Sesame AI, a California-based startup, is taking an unconventional approach to voice AI by deliberately incorporating imperfections into its speech output. Their new model represents an early step toward more authentic dialogues and what they call "voice presence" in AI systems.
According to early testing, Sesame's most impressive features are subtle elements like micro-pauses, emphasis variations, and laughter during conversations. In one interaction, Sesame's avatar Maya responded in real-time to a user's sudden giggle demonstrating emotional awareness.
The system intentionally incorporates human-like behaviors such as mid-sentence self-corrections, apologies for interruptions, and filler words. Techradar specifically praised these deliberate imperfections, noting how they differ from the polished corporate tone of ChatGPT or Gemini.
In simulated scenarios, like discussions about work stress or party planning, the system provided contextually appropriate responses and questions rather than falling back on generic phrases.
Sesame AI uses semantic and acoustic tokens
While a formal paper hasn't been released yet, Sesame's blog post offers insights into their architecture. Their CSM uses a two-part transformer structure, combining a backbone transformer (1-8 billion parameters) for basic processing with a smaller decoder (100-300 million parameters) for audio generation.
The system processes speech using semantic tokens for linguistic properties and phonetics, alongside acoustic tokens for sound characteristics like pitch and emphasis. To optimize training, the audio decoder trains on just one-sixteenth of the audio frames, while semantic processing uses the complete dataset.
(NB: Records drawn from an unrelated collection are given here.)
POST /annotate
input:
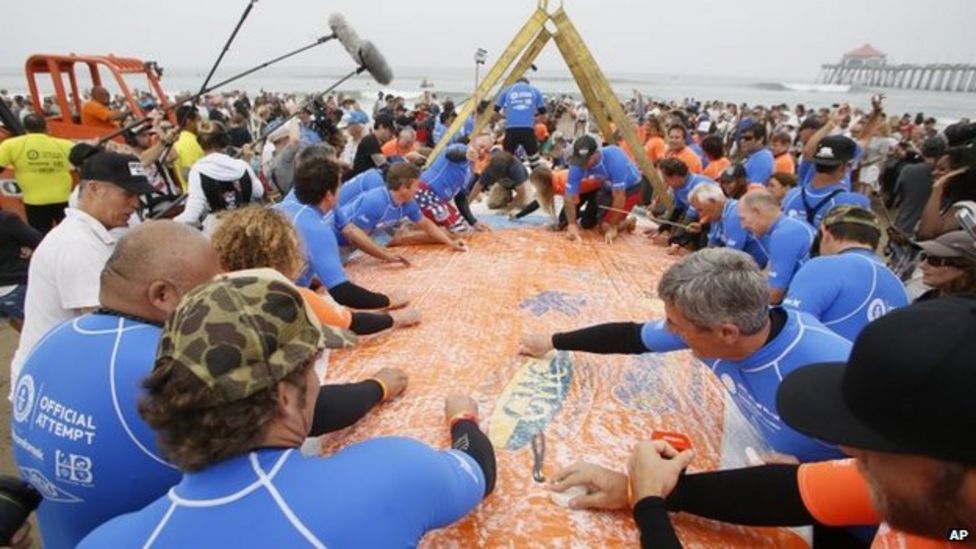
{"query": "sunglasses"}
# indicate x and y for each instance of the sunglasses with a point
(939, 261)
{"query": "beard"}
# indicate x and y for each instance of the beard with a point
(930, 515)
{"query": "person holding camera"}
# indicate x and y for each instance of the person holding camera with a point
(218, 182)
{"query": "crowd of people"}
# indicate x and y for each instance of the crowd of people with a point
(825, 273)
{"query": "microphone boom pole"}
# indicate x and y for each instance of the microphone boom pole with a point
(220, 84)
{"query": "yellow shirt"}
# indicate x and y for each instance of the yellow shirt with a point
(41, 167)
(188, 151)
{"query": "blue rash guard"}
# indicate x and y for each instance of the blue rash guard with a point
(446, 178)
(846, 291)
(759, 166)
(753, 382)
(77, 433)
(521, 102)
(375, 211)
(385, 492)
(318, 234)
(366, 181)
(728, 232)
(801, 200)
(787, 245)
(614, 170)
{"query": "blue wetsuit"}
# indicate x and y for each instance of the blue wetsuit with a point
(787, 245)
(521, 102)
(318, 234)
(446, 178)
(385, 492)
(759, 166)
(365, 181)
(77, 433)
(753, 382)
(374, 211)
(802, 201)
(728, 232)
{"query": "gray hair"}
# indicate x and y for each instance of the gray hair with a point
(707, 192)
(718, 285)
(760, 199)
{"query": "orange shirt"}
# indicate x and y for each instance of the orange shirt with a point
(689, 157)
(715, 168)
(784, 163)
(561, 177)
(326, 310)
(837, 494)
(655, 148)
(392, 148)
(95, 114)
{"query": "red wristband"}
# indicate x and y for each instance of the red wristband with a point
(470, 416)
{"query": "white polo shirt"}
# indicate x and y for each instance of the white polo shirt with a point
(63, 278)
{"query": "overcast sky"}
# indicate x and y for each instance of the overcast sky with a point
(752, 38)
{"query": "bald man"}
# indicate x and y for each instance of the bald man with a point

The model trained on one million hours of English audio data across five epochs. It can process sequences of up to 2,048 tokens (about two minutes of audio) in an end-to-end architecture. This approach differs from traditional text-to-speech systems through its integrated processing of text and audio.
While not directly stated in the blog post, the demo voice reveals that it uses a 27-billion parameter version of Google's open-source LLM Gemma.
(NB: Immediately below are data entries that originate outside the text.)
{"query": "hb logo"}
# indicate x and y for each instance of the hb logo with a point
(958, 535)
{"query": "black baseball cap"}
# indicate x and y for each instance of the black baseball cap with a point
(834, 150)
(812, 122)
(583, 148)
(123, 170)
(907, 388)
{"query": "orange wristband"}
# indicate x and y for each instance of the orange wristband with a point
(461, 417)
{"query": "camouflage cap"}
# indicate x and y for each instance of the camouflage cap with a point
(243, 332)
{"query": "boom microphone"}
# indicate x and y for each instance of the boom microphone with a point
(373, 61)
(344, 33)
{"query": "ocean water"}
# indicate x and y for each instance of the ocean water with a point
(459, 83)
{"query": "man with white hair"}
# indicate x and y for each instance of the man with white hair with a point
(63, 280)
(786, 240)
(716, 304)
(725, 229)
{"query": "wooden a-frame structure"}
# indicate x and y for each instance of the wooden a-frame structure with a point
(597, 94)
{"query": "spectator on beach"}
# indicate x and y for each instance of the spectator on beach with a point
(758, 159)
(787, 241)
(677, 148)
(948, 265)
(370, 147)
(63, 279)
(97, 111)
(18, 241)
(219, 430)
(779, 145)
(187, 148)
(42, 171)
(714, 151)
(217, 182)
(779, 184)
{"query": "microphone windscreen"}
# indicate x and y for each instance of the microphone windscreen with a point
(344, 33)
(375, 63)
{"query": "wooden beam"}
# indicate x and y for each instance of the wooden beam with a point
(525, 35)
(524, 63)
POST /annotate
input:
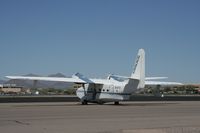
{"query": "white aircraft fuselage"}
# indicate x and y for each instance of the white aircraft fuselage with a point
(112, 89)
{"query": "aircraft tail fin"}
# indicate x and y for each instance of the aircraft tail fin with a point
(139, 68)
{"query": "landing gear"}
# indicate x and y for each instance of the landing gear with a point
(84, 102)
(116, 103)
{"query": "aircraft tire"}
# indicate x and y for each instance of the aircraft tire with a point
(116, 103)
(84, 102)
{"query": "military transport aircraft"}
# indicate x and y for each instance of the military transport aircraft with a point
(113, 89)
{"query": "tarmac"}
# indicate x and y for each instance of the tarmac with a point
(128, 117)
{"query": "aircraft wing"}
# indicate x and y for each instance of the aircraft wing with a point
(152, 83)
(74, 79)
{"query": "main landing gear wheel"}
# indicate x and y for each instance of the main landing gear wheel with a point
(116, 103)
(84, 102)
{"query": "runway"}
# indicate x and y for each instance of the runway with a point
(128, 117)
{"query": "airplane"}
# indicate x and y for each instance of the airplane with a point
(113, 89)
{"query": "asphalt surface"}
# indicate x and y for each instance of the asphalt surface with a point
(69, 98)
(128, 117)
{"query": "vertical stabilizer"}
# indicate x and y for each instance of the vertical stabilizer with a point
(139, 68)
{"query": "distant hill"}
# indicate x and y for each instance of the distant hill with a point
(2, 81)
(41, 84)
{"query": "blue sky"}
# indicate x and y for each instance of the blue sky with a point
(100, 37)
Testing reveals near-human performance
In blind tests with Sesame, participants couldn't distinguish between CSM and real humans during short conversation snippets. However, longer dialogues still revealed limitations like occasional unnatural pauses and audio artifacts.
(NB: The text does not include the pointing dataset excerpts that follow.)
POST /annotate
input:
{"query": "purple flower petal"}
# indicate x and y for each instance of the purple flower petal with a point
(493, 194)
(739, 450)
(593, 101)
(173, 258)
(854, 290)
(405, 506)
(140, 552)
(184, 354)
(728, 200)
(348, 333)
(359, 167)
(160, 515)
Sesame developed custom phonetic benchmarks to measure model performance. In listening tests, participants rated the generated speech as equivalent to real recordings when heard without context, though they still preferred the original when context was provided.

Future developments and open source plans
Sesame plans to release key components of their research as open source under the Apache 2.0 license. In coming months, they aim to scale up both model size and training scope, with plans to expand to over 20 languages.
The company is focusing particularly on integrating pre-trained language models and developing fully duplex-capable systems that can learn conversation dynamics like speaker transitions, pauses, and pacing directly from data. This development would require fundamental changes throughout the processing pipeline, from data curation to post-training methods.
"Building a digital companion with voice presence is not easy, but we are making steady progress on multiple fronts, including personality, memory, expressivity and appropriateness," the developers note.
Founded by former Oculus CTO Brendan Iribe and his team, Sesame AI secured significant Series A funding led by Andreessen Horowitz. A demo is available.
The impact of natural AI voices on assistant adoption was demonstrated by the excitement around ChatGPT's Advanced Voice Mode. Voice assistants powered by LLMs are likely to become increasingly prevalent, as suggested by Amazon's release of Alexa+.